血管再狭窄是冠心病介入治疗后最严重的副反应之一，直接影响治疗效果和患者预后。理想的血管再狭窄防治准则是抑制平滑肌细胞过度增生，同时不影响内皮结构、功能的恢复。基于该治疗准则和前期关于智能纳米凝胶控释载药体系的研究基础，本申请拟设计和制备pH敏感磁性纳米凝胶体系，用以装载抗增殖的化学小分子药物，在其表面修饰特异性靶向血管基底膜的IV型胶原靶向肽，靶向受损伤的血管壁暴露出的基底膜结构，构建出兼具磁感应热疗功效的主动靶向智能纳米凝胶。通过细胞实验和动物血管再狭窄模型，论证其对受损血管部位的靶向性，并研究药物治疗联合磁感应热疗对异常增生血管平滑肌细胞的抑制能力和血管内皮的修复作用，从而综合评价该载药系统对血管再狭窄的治疗作用。本项目的顺利实施，有助于进一步明确多功能靶向纳米载体构建的基础理论，同时将为完善临床血管再狭窄治疗措施提供新的思路和技术支持。

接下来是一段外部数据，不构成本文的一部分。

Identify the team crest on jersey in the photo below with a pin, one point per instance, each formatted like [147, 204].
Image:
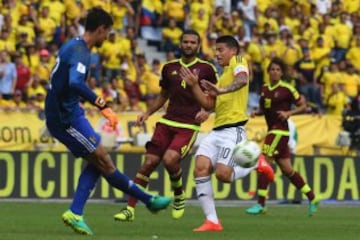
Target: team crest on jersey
[81, 68]
[92, 139]
[196, 71]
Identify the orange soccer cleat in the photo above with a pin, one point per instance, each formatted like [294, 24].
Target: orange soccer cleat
[265, 168]
[209, 226]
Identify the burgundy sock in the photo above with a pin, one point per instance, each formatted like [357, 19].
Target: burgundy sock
[299, 183]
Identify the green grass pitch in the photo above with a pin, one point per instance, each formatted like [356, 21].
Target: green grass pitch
[41, 221]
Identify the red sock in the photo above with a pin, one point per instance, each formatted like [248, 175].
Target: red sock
[176, 181]
[263, 183]
[141, 180]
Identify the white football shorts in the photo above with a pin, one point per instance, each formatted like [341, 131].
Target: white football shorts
[218, 145]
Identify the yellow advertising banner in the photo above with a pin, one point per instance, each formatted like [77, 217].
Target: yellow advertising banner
[21, 131]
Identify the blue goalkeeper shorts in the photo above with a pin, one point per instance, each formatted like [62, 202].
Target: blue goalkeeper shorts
[79, 137]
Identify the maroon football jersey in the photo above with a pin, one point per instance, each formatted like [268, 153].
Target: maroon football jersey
[277, 98]
[182, 104]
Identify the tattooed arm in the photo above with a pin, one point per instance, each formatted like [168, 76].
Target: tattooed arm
[240, 80]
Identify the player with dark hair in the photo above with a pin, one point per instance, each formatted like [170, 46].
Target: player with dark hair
[276, 102]
[229, 99]
[66, 121]
[176, 131]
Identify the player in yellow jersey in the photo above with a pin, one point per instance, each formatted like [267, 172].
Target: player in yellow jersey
[229, 100]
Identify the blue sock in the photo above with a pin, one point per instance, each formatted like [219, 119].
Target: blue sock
[86, 184]
[123, 183]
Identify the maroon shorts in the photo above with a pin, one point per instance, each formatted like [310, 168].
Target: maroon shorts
[276, 146]
[169, 137]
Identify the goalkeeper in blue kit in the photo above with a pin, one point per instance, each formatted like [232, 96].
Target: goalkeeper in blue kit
[66, 121]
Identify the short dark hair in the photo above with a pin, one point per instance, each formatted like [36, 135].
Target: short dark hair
[278, 61]
[191, 32]
[229, 41]
[97, 17]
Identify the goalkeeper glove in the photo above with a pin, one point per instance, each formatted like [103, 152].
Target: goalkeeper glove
[107, 112]
[111, 116]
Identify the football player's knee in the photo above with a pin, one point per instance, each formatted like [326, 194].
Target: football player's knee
[223, 176]
[201, 171]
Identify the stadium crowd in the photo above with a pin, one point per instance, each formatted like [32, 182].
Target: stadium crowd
[318, 39]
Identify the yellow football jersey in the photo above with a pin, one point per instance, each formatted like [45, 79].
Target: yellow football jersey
[231, 107]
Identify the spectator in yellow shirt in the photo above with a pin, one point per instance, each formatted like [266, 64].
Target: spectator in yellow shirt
[351, 81]
[336, 101]
[122, 11]
[321, 55]
[25, 26]
[175, 9]
[111, 55]
[45, 25]
[16, 103]
[329, 76]
[342, 36]
[291, 51]
[43, 70]
[171, 35]
[6, 43]
[199, 22]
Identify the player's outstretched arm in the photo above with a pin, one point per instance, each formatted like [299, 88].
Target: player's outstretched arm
[241, 79]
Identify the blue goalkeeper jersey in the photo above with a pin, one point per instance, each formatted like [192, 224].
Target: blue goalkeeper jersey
[68, 83]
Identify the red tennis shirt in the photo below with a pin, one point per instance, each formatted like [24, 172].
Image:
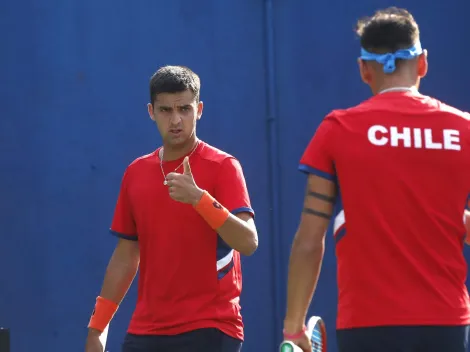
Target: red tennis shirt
[189, 277]
[401, 161]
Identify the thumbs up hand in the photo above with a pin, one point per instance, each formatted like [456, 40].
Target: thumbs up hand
[182, 187]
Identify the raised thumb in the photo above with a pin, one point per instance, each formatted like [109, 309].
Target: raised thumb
[187, 168]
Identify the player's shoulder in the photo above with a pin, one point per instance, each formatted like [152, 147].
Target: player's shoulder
[450, 110]
[214, 155]
[362, 108]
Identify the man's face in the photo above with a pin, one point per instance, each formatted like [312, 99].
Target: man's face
[175, 115]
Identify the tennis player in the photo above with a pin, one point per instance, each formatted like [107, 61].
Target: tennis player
[393, 173]
[183, 216]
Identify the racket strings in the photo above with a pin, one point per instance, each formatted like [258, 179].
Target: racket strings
[317, 340]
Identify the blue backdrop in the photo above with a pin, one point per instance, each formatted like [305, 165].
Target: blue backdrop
[73, 94]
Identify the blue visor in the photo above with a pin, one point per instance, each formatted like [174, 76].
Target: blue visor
[388, 59]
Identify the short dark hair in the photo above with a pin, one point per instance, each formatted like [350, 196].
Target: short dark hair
[174, 79]
[388, 31]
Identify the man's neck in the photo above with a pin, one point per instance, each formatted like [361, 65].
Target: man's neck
[174, 153]
[395, 85]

冠状动脉疾病（CAD）是全球死亡率最高的基本之一，虽然经皮冠状动脉介入治疗（PCI）是目前临床上最重要的治疗手段，但血管再狭窄是PCI治疗后的主要缺点。由于再狭窄过程的复杂性，药物是否能够到达病变部位发挥作用，理想的血管再狭窄防治准则是抑制平滑肌细胞过度增生，同时不影响内皮结构、功能的恢复。靶向给药系统是一种有前途的再狭窄治疗的实验方法。基于该治疗准则和前期关于智能纳米凝胶控释载药体系的研究基础，本项目在前期对响应性纳米材料的设计和制备基础上，以pH敏感磁性纳米凝胶体系，用以装载抗增殖药物雷帕霉素，在其表面修饰特异性靶向血管基底膜 的IV型胶原靶向肽，构建出主动靶向智能纳米凝胶。通过体外和细胞实验，验证了该纳米体系药物释放的响应性及对受损血管的靶向性。进一步经建立大鼠左颈总动脉的球囊损伤模型，评价该体系对血管再狭窄防治效果。主动靶向的纳米凝胶体系能够显著抑制血管新生内膜的增厚，免疫组织化学染色结果进一步证明了雷帕霉素的靶向传输能够显著抑制新生内膜中增殖的平滑肌细胞，并且不会影响再内皮化的过程。除了抗增殖药物的有效递送，在血管再狭窄的病理过程中，抗炎也是一个非常重要的方面。利用载体的纳米催化效应的来减轻局部炎性损伤，在如动脉粥样硬化斑块聚集以及发生狭窄的血管壁类这类疾病的微环境调控过程中，是很有潜力的治疗方式。通过引入具有抗炎作用的纳米载体，诱导分化微环境中的巨噬细胞，改变其极化状态，有望进一步提高治疗效果。因此，下一步的研究工作重点是利于纳米催化体系对粥样硬化斑块的进行抗炎治疗。